Children need our guidance. They need us to provide safe opportunities to engage with nature and then to allow them to get on and explore them. They also need us to let them get on with the business of being children, to play, experiment, explore, test limits, meet new friends and develop confidence. Children today need sensory gardens as never before. In our modern digitally tuned in world too many children have tuned out from nature. In the past 20 years New Zealand and Australia have seen noticeable increases in childhood depression, teenage suicide, low school aspirations.
But what is a sensory garden? Can we 'çure' or prevent society's ills with more greenspace? Numerous studies now prove the relationship between human health and well-being and a nature connection. When we are outdoors we are more likely to make deep social connections. Humans are social animals and as such require both nature and social connections to feel at our peak. It has been found that children in their vulnerable developing years, from 0-19, need to form nature connections, need natural experiences. They need to know the heat of the sun, the cool of the shade, the feel of the breeze and the sounds of the cicadas. A children's sensory garden is not a playground and it is not a lavender maze. It is an area of sensory delight, designed to stimulate and refresh, calm and renew.

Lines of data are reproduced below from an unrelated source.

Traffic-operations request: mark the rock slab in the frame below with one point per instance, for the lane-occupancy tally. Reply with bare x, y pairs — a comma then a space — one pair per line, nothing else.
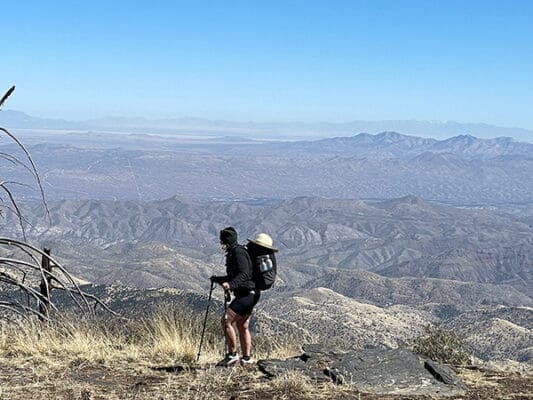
380, 371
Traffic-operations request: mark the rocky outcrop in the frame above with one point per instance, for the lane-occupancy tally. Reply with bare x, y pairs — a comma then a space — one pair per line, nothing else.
380, 371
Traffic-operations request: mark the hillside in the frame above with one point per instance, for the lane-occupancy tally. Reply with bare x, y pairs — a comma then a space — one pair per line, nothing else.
174, 242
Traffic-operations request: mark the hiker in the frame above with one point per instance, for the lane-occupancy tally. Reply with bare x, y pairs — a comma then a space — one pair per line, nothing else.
264, 264
239, 280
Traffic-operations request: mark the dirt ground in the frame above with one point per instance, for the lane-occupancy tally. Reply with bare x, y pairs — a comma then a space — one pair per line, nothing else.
83, 381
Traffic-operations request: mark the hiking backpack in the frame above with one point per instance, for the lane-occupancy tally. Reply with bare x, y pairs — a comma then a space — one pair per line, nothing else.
264, 271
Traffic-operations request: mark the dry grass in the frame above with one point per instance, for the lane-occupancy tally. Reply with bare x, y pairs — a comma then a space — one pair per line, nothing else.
115, 359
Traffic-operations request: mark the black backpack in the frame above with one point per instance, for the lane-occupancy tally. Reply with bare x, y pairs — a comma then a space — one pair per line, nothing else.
264, 271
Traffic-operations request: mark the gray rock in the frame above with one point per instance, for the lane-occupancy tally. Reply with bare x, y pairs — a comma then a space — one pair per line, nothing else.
380, 371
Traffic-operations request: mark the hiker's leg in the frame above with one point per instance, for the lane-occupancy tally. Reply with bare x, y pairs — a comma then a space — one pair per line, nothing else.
229, 332
243, 323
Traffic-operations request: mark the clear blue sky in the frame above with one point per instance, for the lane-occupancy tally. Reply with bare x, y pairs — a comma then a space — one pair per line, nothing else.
467, 61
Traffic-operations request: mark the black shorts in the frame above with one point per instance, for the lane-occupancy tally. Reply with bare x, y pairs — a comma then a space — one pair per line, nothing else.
244, 305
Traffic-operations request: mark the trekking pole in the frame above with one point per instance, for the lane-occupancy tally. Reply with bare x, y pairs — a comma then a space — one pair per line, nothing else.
227, 299
205, 320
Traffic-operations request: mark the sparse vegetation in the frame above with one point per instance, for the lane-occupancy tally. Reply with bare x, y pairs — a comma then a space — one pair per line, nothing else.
441, 346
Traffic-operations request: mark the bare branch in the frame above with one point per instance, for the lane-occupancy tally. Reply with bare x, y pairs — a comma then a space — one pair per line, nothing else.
5, 96
34, 168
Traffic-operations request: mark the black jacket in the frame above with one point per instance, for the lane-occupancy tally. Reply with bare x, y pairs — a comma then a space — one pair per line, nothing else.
238, 270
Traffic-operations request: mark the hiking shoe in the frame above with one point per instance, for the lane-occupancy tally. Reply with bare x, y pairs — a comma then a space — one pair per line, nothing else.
245, 362
230, 359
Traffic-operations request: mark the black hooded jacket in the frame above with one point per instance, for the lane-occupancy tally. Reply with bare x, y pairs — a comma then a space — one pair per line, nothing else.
239, 271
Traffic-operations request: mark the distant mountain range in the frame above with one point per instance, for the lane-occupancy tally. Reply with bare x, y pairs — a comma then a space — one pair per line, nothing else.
17, 119
174, 243
459, 170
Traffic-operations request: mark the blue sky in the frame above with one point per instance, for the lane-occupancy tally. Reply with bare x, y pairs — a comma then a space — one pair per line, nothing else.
337, 61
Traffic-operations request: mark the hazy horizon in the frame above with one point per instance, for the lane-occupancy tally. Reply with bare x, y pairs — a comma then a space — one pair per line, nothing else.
242, 61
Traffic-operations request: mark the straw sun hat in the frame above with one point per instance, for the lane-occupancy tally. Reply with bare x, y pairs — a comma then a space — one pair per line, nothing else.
263, 240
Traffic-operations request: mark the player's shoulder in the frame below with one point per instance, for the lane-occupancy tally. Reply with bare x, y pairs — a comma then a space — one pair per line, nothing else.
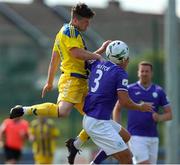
69, 30
158, 87
132, 85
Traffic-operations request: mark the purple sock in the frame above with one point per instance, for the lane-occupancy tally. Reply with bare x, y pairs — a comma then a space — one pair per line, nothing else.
101, 155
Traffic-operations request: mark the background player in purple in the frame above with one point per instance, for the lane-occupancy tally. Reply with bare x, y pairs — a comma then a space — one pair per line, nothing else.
108, 82
143, 126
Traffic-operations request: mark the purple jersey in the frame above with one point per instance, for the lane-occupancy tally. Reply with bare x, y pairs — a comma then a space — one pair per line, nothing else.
142, 123
105, 80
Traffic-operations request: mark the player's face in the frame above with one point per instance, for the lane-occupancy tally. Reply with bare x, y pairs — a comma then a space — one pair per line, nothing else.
145, 74
83, 23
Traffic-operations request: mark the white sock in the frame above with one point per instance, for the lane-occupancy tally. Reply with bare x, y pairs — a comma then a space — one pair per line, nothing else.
78, 143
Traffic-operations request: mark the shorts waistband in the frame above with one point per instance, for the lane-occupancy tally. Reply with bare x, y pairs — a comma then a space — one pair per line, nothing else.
77, 75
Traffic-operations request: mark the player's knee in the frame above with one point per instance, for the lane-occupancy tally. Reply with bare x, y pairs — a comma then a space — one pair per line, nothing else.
125, 135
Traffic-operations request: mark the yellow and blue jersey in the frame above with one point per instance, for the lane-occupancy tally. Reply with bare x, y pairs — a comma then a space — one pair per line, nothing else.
44, 134
67, 38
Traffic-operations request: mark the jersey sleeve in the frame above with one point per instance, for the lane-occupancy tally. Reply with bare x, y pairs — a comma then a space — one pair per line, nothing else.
122, 80
163, 98
56, 44
72, 38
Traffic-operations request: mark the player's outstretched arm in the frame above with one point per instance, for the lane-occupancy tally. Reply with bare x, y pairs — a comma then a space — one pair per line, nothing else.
84, 54
126, 102
102, 49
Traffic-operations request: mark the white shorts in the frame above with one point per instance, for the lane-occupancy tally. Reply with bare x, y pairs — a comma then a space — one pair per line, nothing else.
105, 134
144, 148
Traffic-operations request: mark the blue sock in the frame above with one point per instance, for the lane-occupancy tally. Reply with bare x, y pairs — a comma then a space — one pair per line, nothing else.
101, 155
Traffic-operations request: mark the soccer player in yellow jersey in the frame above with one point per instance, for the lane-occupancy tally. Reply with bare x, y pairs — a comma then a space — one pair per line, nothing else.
70, 51
43, 133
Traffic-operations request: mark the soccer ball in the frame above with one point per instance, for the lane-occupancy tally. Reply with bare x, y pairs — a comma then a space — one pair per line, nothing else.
117, 51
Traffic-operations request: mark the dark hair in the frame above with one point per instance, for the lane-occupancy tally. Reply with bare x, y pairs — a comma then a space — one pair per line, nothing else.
146, 63
82, 10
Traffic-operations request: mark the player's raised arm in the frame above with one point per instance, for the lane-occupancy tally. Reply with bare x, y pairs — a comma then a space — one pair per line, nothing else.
102, 49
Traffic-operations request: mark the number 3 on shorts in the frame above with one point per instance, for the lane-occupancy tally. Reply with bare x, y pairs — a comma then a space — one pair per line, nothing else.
96, 80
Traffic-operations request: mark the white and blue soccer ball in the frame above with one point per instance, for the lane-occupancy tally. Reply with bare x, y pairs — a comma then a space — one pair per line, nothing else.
117, 51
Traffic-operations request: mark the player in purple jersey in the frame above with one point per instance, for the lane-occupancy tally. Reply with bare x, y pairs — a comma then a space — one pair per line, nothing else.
143, 126
108, 82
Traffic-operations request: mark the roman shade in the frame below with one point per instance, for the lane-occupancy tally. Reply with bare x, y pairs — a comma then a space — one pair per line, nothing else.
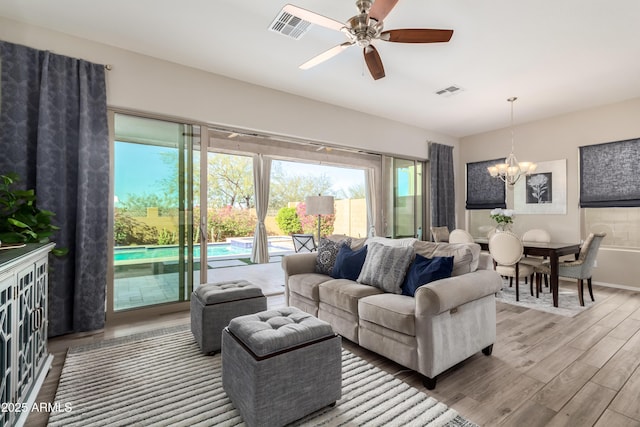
609, 174
484, 191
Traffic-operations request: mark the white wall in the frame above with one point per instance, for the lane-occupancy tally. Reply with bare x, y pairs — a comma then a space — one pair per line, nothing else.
559, 138
146, 84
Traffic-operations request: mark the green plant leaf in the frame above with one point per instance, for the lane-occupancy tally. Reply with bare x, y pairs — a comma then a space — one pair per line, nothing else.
17, 223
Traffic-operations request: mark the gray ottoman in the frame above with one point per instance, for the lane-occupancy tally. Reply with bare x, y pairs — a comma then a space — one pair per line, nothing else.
280, 365
213, 305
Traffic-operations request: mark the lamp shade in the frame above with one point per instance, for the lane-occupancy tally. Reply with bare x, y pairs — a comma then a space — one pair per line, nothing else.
319, 205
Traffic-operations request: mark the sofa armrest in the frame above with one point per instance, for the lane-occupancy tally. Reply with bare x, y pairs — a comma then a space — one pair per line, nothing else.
446, 294
299, 263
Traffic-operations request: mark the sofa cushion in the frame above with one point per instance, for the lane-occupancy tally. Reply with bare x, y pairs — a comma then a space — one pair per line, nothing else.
349, 263
395, 312
466, 256
385, 266
307, 284
404, 242
344, 294
327, 253
425, 270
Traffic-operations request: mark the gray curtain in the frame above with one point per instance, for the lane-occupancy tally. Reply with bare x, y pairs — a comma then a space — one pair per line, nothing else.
261, 180
443, 198
372, 201
53, 117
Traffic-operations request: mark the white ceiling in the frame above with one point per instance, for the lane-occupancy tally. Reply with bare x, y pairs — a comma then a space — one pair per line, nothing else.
555, 56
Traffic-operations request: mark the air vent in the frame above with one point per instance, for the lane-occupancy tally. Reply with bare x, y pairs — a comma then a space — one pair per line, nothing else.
449, 91
289, 25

All children benefit from time in such sensory gardens, but some even more than others. Children with special needs require more exposure to nature experiences than their non disabled peers.In a public space like a Botanical Gardens children's garden it is good to provide a space that offers 'something for everyone'. We like to design paths and seats around the periphery of a space so children with autistic spectrum disorders and those who just wish to observe the action can do so from a safe vantage point. It is important that all children can safely get into the sensory garden, up close and personal with the plants and wildlife. Inclusive design is about more than simple accessible design. Path surfaces play an important role in the garden's design, as do their routes through the planting. Trees planted up close to the path allow children to feel the bark, and examine markings at close range.
When we designed the huge sensory play gardens for the prestigious Anglo-American School of Moscow, we were tasked with providing a safe place for children to engage with nature, in what can be a particularly hostile environment. The first thing we did was design lots of robust bio-diverse planting for hide and seek areas, lots of shade trees to dilute the hot summer sun, flowering and fruiting plants to attract birds and beneficial insects, and to provide fresh food for the children to pick and eat. Rills of water down the slope and winding paths allowed the children to explore and follow the stream, to observe and experiment (whose leaf would get there fastest? how high do you need to build a dam before the water builds up and flows over it?)
25 years as an international sensory garden designer and consultant has taught me lots of things. One of the most important is that big budgets are not necessary for big impact. When we design children's gardens we are emphasizing nature. Fortunately no one has put a price on visiting birds and bees. When we design for the health and well-being of our children we design for healthy ecology. Win : win environmental and social gains makes for livable cities and resilient communities. The text book I'm writing on Landscape and Urban Design for Health and Well-Being will be published by Routledge Press in September 2014. It includes a whole chapter on design for children.